From my USA Today column:

Congratulations! This is your last week working for the man — at least for this year. The Tax Foundation calculates that Tax Freedom Day for 2010 is April 9, which means that by Friday, Americans will have spent nearly 100 days working just to pay their taxes. If Democrats have their way, Tax Freedom Day will keep getting later and later.

Hold that thought. Imagine for a moment that Tax Freedom Day was Dec. 31. In other words, picture working 365 days a year for the government. Now, the government would “give” you a place to sleep, food to eat and clothes to wear, but all your income would really be Washington’s income to allocate as it saw fit. Some romantics might call this sort of arrangement “socialism” or “communism.” But another perfectly good word for it is “slavery” or, if you prefer, involuntary servitude.

Now, no one is proposing any such arrangement. But it’s an important point conceptually. A 100% tax rate would be tyrannical not just because you have a right to own what you create, but because the government would necessarily decide what you can and can’t have.

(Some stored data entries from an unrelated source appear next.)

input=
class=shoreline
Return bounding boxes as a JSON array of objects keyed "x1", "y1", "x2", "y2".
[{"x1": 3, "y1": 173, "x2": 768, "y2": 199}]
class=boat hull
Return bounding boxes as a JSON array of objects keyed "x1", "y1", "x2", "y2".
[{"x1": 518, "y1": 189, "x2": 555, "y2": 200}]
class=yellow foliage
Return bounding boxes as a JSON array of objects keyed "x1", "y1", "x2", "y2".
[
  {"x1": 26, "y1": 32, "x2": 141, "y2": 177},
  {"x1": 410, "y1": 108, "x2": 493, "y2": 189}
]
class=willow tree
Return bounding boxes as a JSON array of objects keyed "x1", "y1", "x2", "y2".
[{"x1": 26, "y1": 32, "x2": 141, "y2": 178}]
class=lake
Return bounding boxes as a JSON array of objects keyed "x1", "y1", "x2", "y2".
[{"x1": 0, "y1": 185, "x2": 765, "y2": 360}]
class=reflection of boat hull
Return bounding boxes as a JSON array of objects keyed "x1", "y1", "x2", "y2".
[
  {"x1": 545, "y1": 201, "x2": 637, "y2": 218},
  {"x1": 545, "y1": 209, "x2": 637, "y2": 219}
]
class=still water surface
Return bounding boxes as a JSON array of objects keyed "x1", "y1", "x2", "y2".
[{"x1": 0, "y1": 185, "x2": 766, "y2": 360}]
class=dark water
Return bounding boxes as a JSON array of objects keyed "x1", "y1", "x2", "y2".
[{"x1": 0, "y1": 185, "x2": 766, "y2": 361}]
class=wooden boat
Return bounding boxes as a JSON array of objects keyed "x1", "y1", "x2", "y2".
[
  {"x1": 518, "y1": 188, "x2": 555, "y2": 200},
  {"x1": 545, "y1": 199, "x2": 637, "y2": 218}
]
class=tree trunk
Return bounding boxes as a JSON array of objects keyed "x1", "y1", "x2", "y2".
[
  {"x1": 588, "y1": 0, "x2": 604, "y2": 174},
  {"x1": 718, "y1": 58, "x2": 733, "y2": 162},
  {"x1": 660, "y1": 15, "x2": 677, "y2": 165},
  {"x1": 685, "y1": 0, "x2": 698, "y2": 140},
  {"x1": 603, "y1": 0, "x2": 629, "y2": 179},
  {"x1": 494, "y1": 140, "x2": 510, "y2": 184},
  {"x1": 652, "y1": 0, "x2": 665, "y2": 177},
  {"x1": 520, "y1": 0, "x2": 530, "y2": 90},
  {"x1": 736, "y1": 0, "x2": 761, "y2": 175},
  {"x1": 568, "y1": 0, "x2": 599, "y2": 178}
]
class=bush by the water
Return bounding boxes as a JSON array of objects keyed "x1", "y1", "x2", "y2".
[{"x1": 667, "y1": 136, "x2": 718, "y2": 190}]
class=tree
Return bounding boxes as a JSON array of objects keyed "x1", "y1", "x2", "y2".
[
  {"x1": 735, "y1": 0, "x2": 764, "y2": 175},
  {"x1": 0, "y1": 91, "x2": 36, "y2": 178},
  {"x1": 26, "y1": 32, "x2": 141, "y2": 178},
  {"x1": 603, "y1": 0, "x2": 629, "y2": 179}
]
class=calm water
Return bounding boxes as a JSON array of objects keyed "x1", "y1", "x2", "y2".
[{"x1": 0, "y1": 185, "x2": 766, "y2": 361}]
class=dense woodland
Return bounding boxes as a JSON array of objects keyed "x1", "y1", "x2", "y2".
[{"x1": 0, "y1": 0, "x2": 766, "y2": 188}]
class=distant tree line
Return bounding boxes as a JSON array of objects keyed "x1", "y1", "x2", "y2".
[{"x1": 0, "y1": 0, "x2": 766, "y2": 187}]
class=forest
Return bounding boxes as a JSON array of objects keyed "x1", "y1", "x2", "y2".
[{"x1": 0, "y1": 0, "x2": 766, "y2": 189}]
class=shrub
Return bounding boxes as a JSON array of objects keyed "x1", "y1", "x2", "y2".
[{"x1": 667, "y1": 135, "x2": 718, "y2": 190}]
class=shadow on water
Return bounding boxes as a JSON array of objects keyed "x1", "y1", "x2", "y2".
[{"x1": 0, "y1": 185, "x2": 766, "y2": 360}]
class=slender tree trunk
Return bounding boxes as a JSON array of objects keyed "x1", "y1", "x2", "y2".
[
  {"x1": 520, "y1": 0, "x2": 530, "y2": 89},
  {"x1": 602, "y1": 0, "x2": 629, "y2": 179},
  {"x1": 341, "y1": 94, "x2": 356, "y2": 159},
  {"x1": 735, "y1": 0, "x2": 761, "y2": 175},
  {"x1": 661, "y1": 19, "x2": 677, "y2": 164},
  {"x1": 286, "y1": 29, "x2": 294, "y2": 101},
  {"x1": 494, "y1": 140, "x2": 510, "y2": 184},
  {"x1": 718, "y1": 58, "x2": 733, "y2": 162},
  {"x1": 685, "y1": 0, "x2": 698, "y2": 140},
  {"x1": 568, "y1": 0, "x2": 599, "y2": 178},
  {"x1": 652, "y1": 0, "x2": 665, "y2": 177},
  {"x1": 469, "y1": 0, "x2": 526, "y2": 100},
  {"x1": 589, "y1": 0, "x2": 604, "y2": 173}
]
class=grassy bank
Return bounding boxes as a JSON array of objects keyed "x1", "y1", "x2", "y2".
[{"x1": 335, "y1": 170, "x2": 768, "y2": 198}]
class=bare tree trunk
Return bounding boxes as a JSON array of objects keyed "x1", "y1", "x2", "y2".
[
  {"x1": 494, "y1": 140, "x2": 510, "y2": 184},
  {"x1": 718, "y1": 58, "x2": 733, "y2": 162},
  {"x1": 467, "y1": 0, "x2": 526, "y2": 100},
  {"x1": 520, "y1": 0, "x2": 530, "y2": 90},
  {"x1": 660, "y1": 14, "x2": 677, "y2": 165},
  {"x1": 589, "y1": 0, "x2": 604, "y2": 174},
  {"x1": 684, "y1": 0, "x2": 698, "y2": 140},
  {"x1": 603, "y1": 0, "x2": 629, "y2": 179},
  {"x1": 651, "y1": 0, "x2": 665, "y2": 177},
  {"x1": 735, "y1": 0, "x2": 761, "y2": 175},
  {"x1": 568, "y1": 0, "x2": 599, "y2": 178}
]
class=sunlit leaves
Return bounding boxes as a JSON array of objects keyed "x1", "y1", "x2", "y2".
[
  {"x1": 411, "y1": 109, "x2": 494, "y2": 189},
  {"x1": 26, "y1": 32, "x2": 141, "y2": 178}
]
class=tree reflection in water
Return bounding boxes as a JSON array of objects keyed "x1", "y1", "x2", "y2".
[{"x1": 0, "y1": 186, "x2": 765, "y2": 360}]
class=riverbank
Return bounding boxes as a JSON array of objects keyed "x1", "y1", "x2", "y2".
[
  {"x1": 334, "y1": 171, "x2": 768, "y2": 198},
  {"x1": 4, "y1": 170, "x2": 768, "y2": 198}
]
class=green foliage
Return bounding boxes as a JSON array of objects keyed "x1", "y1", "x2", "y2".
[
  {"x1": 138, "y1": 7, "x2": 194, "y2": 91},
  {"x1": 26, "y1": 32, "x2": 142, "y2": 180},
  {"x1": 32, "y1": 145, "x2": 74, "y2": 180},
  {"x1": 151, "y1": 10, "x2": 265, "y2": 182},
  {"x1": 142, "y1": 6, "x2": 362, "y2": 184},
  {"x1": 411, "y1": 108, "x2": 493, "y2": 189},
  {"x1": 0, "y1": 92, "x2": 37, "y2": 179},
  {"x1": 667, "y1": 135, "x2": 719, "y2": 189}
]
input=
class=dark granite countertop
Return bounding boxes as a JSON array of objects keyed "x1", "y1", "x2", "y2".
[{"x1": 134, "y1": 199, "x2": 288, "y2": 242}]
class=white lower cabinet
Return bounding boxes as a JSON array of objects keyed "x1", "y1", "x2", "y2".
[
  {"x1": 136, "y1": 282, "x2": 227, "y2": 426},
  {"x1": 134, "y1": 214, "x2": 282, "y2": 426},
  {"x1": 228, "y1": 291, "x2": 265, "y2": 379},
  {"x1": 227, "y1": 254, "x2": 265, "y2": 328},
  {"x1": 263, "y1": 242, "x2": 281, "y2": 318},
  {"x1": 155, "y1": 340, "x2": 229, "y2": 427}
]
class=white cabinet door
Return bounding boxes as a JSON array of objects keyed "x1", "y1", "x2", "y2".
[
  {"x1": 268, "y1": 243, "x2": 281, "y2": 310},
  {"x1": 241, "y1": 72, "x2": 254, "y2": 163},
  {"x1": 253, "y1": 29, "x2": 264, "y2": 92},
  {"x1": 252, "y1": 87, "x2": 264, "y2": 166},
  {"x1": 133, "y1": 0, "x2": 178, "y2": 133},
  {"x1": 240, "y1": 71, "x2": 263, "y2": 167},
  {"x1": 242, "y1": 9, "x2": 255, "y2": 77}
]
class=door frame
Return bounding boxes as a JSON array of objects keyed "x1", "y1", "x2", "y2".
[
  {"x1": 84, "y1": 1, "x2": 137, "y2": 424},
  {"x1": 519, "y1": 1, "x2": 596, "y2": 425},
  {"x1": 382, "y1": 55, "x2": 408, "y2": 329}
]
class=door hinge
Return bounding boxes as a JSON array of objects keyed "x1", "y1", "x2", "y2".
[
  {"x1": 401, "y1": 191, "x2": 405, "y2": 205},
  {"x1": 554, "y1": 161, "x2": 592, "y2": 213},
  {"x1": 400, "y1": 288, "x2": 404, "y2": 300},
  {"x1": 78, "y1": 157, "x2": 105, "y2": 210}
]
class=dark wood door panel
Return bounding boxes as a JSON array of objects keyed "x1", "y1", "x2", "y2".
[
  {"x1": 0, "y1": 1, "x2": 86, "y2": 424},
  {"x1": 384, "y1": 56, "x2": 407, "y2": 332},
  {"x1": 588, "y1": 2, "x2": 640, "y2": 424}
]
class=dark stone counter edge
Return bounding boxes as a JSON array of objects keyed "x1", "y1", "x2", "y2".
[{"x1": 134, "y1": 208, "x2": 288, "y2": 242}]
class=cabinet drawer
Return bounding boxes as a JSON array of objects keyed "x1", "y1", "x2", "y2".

Reasonable people can of course differ about where a tax rate becomes tyrannical, and we’re far from that line in historical terms. But any amount of taxation can be unjust if it is being used for bad reasons, is applied discriminatorily or if it’s taken without representation. (That’s how the American Revolution started, after all.)

Individual liberty is far from the only concern, either. The kind of country we want to be is deeply bound up in taxation. The Tax Foundation estimates that some 60% of American families already get more from the government than they pay in taxes (and the top 10% of earners pay more than 70% of the income taxes). If all of President Obama’s plans are enacted, that percentage will increase. We are heading toward being a country where instead of the people deciding how much money the government should have, the government decides how much money the people should have.